The decline of cults as evidence of secularization

19 Nov

Historian Philip Jenkins observes a piece of evidence often overlooked regarding the secularization thesis in America.  I’ve argued that the secularization thesis, though performing poorly in many ways, may still explain trends in American religiosity of the standards are relaxed and the indicators are broadened.  Churches can “secularize” and people can “secularize” in ways that do not involved disbelief in God or even identifying themselves as non-religious (though that number has increased anyways).  Jenkins points to another good indicator, the decline of cults.  Here’s a clip:

Last month, a widely reported Pew survey made the striking point that 20 percent of American adults now claim no religious affiliation, and the figure for those under thirty approaches one third. Now, this data can be interpreted in many ways short of implying massive secularization. “Not affiliated” is not synonymous with atheist or even agnostic, rather it just means that: not affiliated to any religious institution presently, and things may change over time. The churches should not plan their closing-down sales just yet – particularly given the influx of immigrants from deeply religious Global South societies.

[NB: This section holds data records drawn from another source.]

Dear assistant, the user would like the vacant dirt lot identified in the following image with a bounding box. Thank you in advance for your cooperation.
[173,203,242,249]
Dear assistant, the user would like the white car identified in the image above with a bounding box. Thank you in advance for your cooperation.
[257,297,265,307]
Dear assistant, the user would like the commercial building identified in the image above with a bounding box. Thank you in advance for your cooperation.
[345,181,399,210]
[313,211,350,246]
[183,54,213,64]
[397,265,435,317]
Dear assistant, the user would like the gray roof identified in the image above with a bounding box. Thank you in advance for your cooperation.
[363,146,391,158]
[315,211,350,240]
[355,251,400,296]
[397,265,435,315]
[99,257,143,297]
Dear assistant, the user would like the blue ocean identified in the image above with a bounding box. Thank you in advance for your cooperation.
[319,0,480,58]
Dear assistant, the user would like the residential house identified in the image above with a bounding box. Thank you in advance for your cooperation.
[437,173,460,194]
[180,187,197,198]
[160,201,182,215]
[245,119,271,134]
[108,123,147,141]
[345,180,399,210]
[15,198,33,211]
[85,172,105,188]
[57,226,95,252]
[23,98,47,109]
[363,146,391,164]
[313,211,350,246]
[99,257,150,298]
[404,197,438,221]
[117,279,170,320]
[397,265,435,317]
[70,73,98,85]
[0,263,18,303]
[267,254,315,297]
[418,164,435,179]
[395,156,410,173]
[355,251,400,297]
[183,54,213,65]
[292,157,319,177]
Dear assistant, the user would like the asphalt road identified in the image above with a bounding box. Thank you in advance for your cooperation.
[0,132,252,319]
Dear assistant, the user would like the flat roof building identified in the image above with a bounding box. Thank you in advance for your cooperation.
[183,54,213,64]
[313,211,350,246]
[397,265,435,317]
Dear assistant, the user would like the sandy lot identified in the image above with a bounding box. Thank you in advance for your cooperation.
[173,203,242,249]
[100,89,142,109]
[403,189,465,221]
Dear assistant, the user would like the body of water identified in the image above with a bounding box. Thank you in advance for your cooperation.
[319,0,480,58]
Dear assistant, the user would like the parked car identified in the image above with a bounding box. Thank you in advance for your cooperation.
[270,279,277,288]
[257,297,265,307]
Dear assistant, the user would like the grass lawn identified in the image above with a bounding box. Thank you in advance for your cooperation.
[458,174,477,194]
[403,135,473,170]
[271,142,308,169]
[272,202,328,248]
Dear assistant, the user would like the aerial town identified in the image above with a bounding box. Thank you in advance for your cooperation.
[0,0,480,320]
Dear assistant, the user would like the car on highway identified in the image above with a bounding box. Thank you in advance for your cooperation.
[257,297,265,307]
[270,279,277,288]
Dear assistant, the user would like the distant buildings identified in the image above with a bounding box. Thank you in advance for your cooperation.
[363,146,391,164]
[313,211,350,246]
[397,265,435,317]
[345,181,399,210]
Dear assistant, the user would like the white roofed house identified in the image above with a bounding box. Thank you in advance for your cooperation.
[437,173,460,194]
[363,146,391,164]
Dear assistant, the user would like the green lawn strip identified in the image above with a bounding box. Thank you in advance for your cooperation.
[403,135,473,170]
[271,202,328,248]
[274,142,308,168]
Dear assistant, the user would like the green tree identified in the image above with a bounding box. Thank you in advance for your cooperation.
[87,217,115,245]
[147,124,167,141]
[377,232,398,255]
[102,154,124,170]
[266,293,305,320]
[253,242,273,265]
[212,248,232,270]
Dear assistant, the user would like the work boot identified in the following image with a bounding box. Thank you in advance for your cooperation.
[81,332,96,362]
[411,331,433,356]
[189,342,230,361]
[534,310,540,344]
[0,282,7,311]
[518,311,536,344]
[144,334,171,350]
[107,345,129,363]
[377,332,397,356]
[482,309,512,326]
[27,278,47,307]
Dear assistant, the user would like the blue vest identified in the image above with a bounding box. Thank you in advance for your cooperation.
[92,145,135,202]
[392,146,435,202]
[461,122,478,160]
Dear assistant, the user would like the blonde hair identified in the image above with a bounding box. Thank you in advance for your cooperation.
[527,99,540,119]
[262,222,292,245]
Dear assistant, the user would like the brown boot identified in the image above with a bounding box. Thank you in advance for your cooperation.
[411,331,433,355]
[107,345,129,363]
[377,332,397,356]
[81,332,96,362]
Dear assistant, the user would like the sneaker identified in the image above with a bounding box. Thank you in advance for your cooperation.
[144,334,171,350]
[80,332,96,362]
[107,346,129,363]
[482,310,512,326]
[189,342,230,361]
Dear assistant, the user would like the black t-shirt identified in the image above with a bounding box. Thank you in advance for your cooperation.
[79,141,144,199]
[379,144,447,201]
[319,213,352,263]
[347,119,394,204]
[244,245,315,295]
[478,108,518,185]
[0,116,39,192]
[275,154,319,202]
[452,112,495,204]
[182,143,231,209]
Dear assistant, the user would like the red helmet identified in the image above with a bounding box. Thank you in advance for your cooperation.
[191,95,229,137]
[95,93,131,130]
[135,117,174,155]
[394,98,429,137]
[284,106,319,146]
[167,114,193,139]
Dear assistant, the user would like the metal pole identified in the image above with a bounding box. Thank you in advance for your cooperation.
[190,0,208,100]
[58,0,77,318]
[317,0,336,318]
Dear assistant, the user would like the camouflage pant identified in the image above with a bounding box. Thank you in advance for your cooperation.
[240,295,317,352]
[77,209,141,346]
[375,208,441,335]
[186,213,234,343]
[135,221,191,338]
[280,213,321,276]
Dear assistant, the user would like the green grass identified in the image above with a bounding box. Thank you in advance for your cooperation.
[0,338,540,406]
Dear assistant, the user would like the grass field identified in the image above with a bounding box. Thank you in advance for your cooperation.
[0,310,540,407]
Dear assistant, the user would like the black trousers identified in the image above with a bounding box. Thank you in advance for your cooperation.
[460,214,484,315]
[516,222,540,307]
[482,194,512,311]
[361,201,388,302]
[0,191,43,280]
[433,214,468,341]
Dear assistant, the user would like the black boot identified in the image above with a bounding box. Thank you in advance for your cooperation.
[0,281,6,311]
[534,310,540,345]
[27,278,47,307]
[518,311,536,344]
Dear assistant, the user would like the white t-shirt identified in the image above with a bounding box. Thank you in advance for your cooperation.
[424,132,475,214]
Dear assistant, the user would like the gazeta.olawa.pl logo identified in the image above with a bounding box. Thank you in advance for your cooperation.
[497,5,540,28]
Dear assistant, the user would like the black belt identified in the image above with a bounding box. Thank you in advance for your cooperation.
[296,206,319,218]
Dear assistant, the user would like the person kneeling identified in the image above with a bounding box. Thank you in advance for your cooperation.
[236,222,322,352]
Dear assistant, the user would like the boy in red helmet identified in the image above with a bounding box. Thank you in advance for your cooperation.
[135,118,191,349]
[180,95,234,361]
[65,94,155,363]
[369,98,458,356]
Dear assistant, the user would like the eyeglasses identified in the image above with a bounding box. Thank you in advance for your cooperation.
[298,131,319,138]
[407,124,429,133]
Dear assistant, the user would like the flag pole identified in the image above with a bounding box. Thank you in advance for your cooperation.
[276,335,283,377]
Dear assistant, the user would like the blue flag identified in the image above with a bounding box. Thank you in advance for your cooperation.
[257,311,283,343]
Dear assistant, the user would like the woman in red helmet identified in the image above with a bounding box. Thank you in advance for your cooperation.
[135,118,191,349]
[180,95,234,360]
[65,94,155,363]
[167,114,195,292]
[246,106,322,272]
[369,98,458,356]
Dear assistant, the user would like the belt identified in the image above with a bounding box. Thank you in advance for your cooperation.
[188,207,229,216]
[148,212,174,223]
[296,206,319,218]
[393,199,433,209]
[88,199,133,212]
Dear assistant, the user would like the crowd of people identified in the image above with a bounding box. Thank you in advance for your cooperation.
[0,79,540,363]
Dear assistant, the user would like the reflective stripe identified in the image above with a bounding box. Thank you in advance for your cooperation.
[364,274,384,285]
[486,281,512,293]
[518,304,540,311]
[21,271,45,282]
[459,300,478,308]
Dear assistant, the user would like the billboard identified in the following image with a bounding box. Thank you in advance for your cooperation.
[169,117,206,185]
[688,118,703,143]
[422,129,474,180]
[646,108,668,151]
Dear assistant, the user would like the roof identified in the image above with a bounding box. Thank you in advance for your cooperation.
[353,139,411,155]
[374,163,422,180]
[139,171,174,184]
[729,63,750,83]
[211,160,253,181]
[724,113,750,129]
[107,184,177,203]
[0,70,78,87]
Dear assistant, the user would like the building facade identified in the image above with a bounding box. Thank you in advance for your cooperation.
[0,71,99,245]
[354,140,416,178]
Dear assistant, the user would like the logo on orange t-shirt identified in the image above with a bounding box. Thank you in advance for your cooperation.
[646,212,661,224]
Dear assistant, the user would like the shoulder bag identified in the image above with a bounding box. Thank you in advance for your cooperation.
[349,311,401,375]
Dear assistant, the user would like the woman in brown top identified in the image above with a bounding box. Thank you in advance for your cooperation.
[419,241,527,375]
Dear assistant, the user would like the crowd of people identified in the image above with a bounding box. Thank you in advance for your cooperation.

But assume for the sake of argument that such surveys genuinely do reflect a secular shift, and the United States really is moving to become more similar to Canada, or the nations of Western Europe. If that were the case, then one of the first symptoms we would expect would be a general reduction of interest in spiritual or religious matters across large sections of society. We would no longer find the broad but ill-focused concern that manifested itself in the supernatural boom of the 1970s. Without a solid core of spiritual activism and inquiry, moreover, there would be no foundation for the extremism that produced so many prospective members for the cults.

In other words, the first symptom we might expect of genuine American secularization would be the disappearance of cults, and a precipitous decline in activism and enthusiasm on the spiritual fringe, which is exactly what has taken place over the past two decades. If that linkage is genuine, then the odds of a national religious recovery or revival like that of the 1970s would be vastly diminished. Perhaps secularization really is looming.

For many years, conservative religious leaders have bemoaned the popularity of cults, which reputedly deceive so many innocent people. The time may come, though, when those same pastors and priests look back nostalgically to the days when they still had cults to fight.